Since this is my first Father’s Day without my Daddy, I wanted to share a poem I wrote for him when I was in college. I read this same poem at his funeral on June 9th, 2015.
Sitting in your family room chair,
Your remote control in one hand,
A feisty little puppy attacking the other.
Glancing in my direction and smiling
As the mirror image of you sits on the couch.
Instead of watching TV, I watch you,
Sitting there in your sweatpants,
Relaxing in a room built by your own hands.
You, content just watching TV with your faithful dog at your side,
And your youngest daughter home from California.
I notice your gray roots, dyed since the age of nineteen, now taking over
Normally a sign of old age, but on you, a sign of endurance,
A six foot three pillar of strength that holds our family together
With your Popeye arms and legs and the belly of a Buddha.
You are the superglue that fixes even the smallest broken pieces
Bonding us all together for a lifetime, no warranty needed.

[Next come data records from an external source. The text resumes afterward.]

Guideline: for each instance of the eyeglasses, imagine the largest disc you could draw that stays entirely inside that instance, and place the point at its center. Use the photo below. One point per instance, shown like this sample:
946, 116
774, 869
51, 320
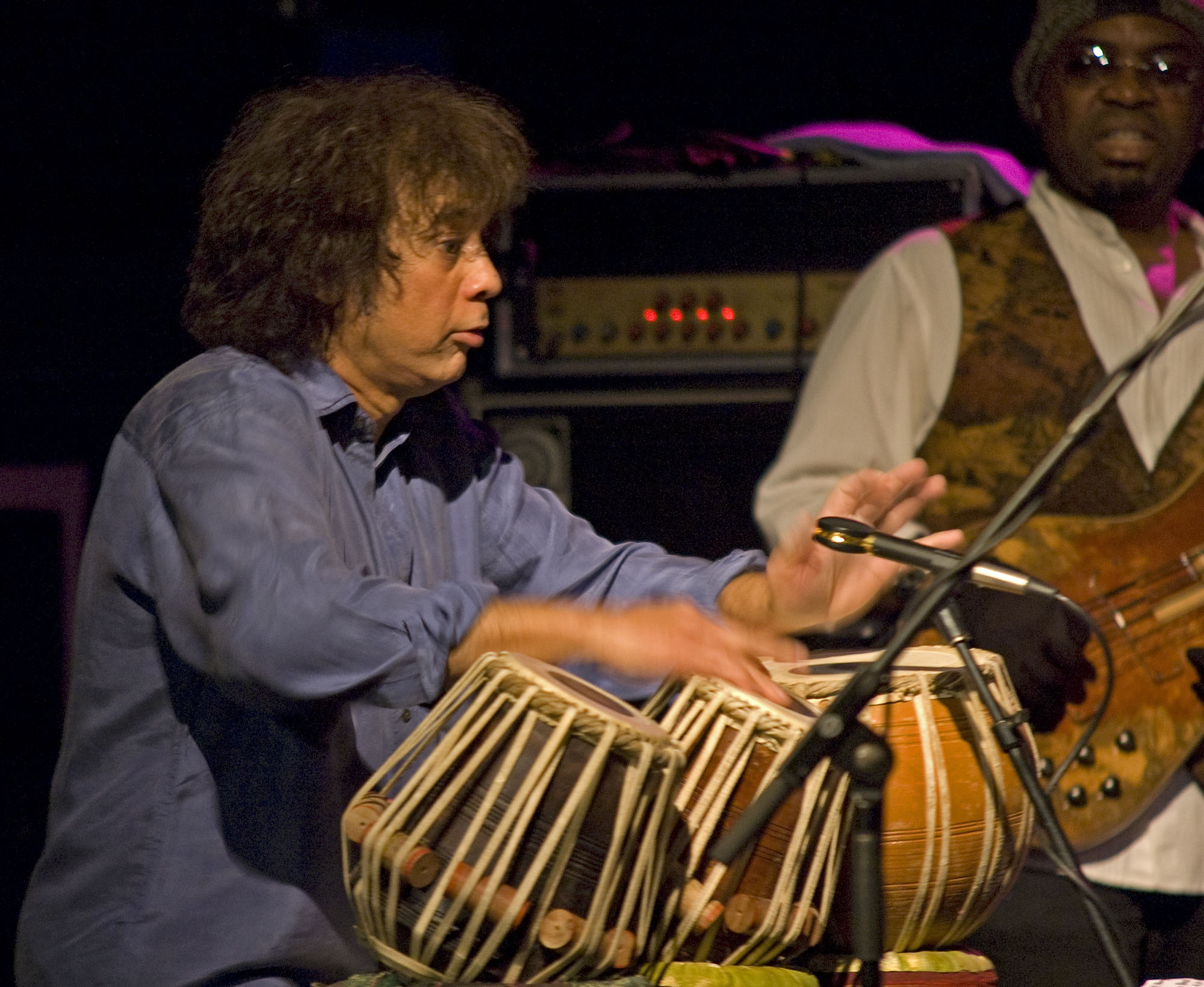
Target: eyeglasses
1094, 65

I notice the orange ring around your chest
A daily reminder of your days of water patrol in Vietnam,
Agent Orange seeping through your camouflage.
A memory you fail to discuss
But a memory that drives you to fight and protect
No soldier left behind, no veteran left behind.
Your hands, covered with scars and calluses,
Reminders of your hard work, starting at the age of 14
When your parents concentrated on raising your seven brothers and sisters.
Hands that could repair anything.
(Except the stupid, you can’t fix stupid)
Hands that picked us up when we fell down.
Suddenly you burst into laughter, watching a Bruce Willis flick on TV.
I watch your eyes as you laugh, your crystal blue eyes.
I can see a blue ocean of emotions reflected in your eyes.
The memories of surviving a devastating war zone.
The sadness caused by the loss of your parents.
The joy of renewing a lifelong love with your soulmate.
The contentment of a stable career after years of struggle.
And most of all, there is the love for three children.
I stare at your chest and watch your heart pound.
Three attacks to that very heart and it still
Continues to pound deep within your chest
Filled with the love you have for family and friends
Filled with passion for justice and a desire to help those in need
Filled with compassion for all walks of life
Even the damn cat who always wants to go outside
But not for the stupid, “you can’t fix stupid.”
My amazing father, you have been through so much
And you continue to see the world as you do.
You are my role model, my inspiration
I strive to make you proud, your mini-me.
You taught me the importance of standing up for my beliefs,
To always follow my dreams and never give up
Fight the good fight and help when you can
And no matter what happens, you can still find joy.
You can fight through the pain—take a Motrin if you need it.
So I sit here and I look at you, the man
Content, sitting in your chair, watching TV, playing with your dog
And you have your daughter home from California.